Bien sûr, les blessures de Sabrina Ionescu et Satou Sabally lui ont ouvert la porte. Encore fallait-il la franchir. La Tarbaise ne s’est pas contentée de quelques minutes propres et discrètes : elle a immédiatement eu un impact sur le jeu du Liberty. Après une première sortie intéressante contre Connecticut, elle a surtout marqué les esprits face à Washington avec 18 points, 7 passes, 5 rebonds et seulement deux ballons perdus, avant d’enchaîner avec 24 points malgré la défaite frustrante contre Portland.
Ce qui impressionne surtout, c’est la maturité de son basket. On retrouve exactement ce qu’elle montrait déjà à Bourges, en équipe de France ou cette saison à Prague, où elle s’était affirmée comme l’une des meilleures meneuses d’Europe : du calme, de la lecture de jeu, du rythme juste et une vraie capacité à faire jouer les autres sans disparaître offensivement.
Une petite fenêtre de tir pour le RoY ?
À New York, ses coéquipières ont déjà été séduites. Jonquel Jones a notamment salué son absence de peur et sa maturité, tandis que Chris DeMarco expliquait dès le training camp avoir “une énorme confiance” en elle et rappelait que l’équipe de France lui confiait déjà les clés du jeu.
L’autre symbole fort, c’est évidemment la connexion française avec Marine Johannès. Sous DeMarco, les deux Bleues semblent bénéficier d’une liberté offensive beaucoup plus importante. Johannès réalise elle aussi un énorme début de saison, et le duo français apporte actuellement une créativité et une spontanéité qui changent parfois complètement le visage du Liberty.

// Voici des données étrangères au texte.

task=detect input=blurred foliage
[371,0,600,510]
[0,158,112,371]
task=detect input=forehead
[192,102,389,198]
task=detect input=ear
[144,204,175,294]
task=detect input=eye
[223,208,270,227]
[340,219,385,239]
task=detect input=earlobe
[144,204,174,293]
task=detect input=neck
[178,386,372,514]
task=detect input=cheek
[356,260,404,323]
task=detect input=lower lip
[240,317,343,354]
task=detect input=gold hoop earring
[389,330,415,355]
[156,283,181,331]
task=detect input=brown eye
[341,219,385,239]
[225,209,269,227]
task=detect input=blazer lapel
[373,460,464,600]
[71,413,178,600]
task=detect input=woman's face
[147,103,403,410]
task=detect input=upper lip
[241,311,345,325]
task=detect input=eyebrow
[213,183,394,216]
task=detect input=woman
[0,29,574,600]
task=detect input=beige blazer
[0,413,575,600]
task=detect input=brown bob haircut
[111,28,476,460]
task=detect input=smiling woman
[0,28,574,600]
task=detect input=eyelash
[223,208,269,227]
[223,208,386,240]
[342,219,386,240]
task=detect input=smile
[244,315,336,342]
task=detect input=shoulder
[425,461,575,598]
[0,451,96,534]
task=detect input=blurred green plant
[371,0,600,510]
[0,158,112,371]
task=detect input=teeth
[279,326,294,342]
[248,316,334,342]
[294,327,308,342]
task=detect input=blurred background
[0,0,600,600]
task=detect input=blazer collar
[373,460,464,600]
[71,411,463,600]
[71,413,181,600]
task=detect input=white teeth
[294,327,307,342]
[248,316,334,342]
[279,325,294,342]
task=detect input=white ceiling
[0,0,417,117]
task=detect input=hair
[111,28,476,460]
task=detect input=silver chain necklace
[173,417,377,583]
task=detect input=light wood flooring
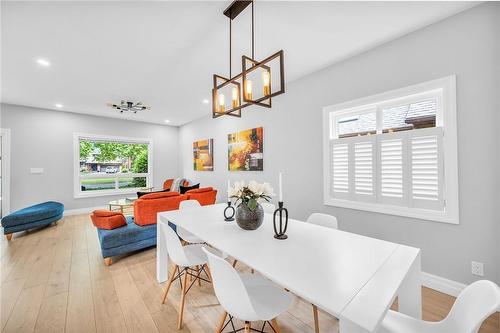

Alors, Pauline Astier peut-elle vraiment rêver du trophée de rookie de l’année ? Elle y est en tout cas éligible, puisque c’est sa première saison en WNBA. Même si, comme souvent avec les joueuses européennes, le mot “rookie” mérite un petit astérisque. Astier n’arrive pas de nulle part. À 24 ans, elle a déjà connu Bourges, Prague, l’équipe de France et les matches à très haute intensité. Elle ressemble davantage à ces joueuses déjà formées par le très haut niveau européen qui débarquent en WNBA avec un bagage que certaines rookies NCAA n’ont pas encore.
Marine Johannès avait elle aussi découvert la ligue avec des kilomètres au compteur, sans jamais être une rookie au sens classique du terme. L’exemple le plus parlant reste peut-être Julie Allemand, arrivée à Indiana en 2020 alors qu’elle était déjà l’une des meilleures meneuses d’Europe, et rapidement installée parmi les meilleures rookies de la saison. C’est parfois ce qui chagrine dans les discussions autour du trophée. Mais le règlement est clair : Pauline Astier est rookie, donc Pauline Astier peut entrer dans la course.
Le contexte lui ouvre une petite fenêtre : plusieurs top prospects connaissent un début de saison contrarié, entre blessures, minutes limitées ou rôle encore secondaire. Azzi Fudd est pour l’instant préservée par Dallas, tandis que Lauren Betts sort du banc à Washington. Son temps de jeu devrait logiquement baisser lorsque Sabrina Ionescu reviendra, mais si Astier garde un vrai rôle dans la rotation new-yorkaise, il y a peut-être quelque chose à aller chercher.
Une chose paraît déjà certaine : Pauline Astier n’est plus simplement une curiosité européenne au fond du banc du champion. Vu la confiance que New York semble prêt à lui donner, cette histoire pourrait devenir très sérieuse, très vite.